Sunday, March 29, 2009

Perceptions on Destruction

So, my system blew up. Ok, not really, but what does that mean to you? It means a lot of different things to me. Here are a few things that have gone wrong with my computers recently:

  • A monitor refused to power on at start-up.
  • A patch came in that caused a test system to refuse to boot.
  • A Software license key got corrupt – you’ve seen this one last week.
  • An external battery melted into a puddle of smoking silicon, plastic, cadmium, and goo.
  • A laptop wouldn’t even power up, but I had complete backups.

There are more, but I think you get the point: I’ve had my share of interesting experiences. So which one caused me the most grief (and embarrassment)? Well, I have many monitors, so losing one is never an issue. External batteries are interesting devices, but it only cost me some time on the plane that I used for some much needed rest anyway. The software vendor with the license key issue responded quickly, so, while I lost six hours, it was overnight and I should have been sleeping. So what bothers me the most?

From a convenience standpoint, there’s no question that losing my laptop was the worst. It took me six weeks to get back to full speed. However, the laptop was at the end of its life. I had a backup and lost virtually nothing. However, I couldn’t buy a comparable laptop that had the version of the operating system and productivity software I wanted on it. So reconstructing my environment was painful. But they key part of it was that I didn’t slow down at all for my customers. Not a single document or presentation revision was lost nor any e-mails nor anything else of importance.

From an operational standpoint, my company took a hit because one of our servers refused to boot. We had to run without our core document repository for almost a day. There was no issue in the hardware though. The problem was that an operating system patch came down automatically, but the BIOS couldn’t handle it. The hardware vendor issued a BIOS patch after the operating system patch came down and the problem was resolved. So who’s to blame?

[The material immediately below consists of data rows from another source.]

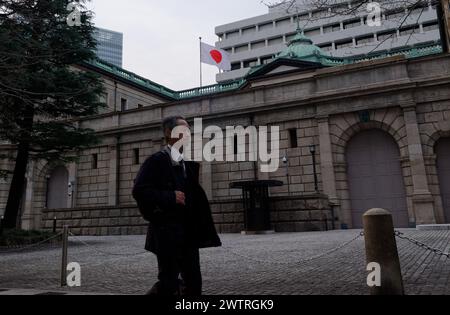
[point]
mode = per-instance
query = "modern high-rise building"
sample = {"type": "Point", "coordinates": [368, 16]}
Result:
{"type": "Point", "coordinates": [109, 46]}
{"type": "Point", "coordinates": [340, 31]}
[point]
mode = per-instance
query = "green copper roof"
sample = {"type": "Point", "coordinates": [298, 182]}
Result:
{"type": "Point", "coordinates": [299, 48]}
{"type": "Point", "coordinates": [302, 47]}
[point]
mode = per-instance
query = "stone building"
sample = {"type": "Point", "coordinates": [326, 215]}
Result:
{"type": "Point", "coordinates": [380, 126]}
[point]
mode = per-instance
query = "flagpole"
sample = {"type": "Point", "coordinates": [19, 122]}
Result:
{"type": "Point", "coordinates": [201, 68]}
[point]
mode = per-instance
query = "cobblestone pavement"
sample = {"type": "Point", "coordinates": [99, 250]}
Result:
{"type": "Point", "coordinates": [247, 265]}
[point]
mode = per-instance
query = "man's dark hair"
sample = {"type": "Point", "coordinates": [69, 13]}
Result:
{"type": "Point", "coordinates": [171, 122]}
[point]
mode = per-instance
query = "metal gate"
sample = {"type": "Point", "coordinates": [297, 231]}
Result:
{"type": "Point", "coordinates": [375, 177]}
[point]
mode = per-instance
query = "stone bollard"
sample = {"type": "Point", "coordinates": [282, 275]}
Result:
{"type": "Point", "coordinates": [381, 248]}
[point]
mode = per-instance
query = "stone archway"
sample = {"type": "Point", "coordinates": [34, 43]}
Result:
{"type": "Point", "coordinates": [442, 150]}
{"type": "Point", "coordinates": [375, 176]}
{"type": "Point", "coordinates": [57, 188]}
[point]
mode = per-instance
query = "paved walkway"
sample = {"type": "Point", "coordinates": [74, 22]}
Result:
{"type": "Point", "coordinates": [247, 265]}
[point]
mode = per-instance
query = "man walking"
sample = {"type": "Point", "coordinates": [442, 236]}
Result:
{"type": "Point", "coordinates": [171, 199]}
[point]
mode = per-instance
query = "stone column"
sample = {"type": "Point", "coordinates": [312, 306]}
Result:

In a word: Me. It’s always my fault. Hey, when you run a company, it’s your fault. Take the blame and move on. I’ve since made sure to disabled automatic patch installation on all my servers, and they now go through quarantine prior to installation on business critical systems. The operating system vendor has to take some of this for not testing their patch adequately on very common BIOS releases where their operating system is installed as OEM software. And it’s also the hardware vendor’s fault for not issuing the warning to their customers in advance of the issue. I can’t believe that we were the first company to encounter the problem – although, as some of you readers already know, it’s happened before.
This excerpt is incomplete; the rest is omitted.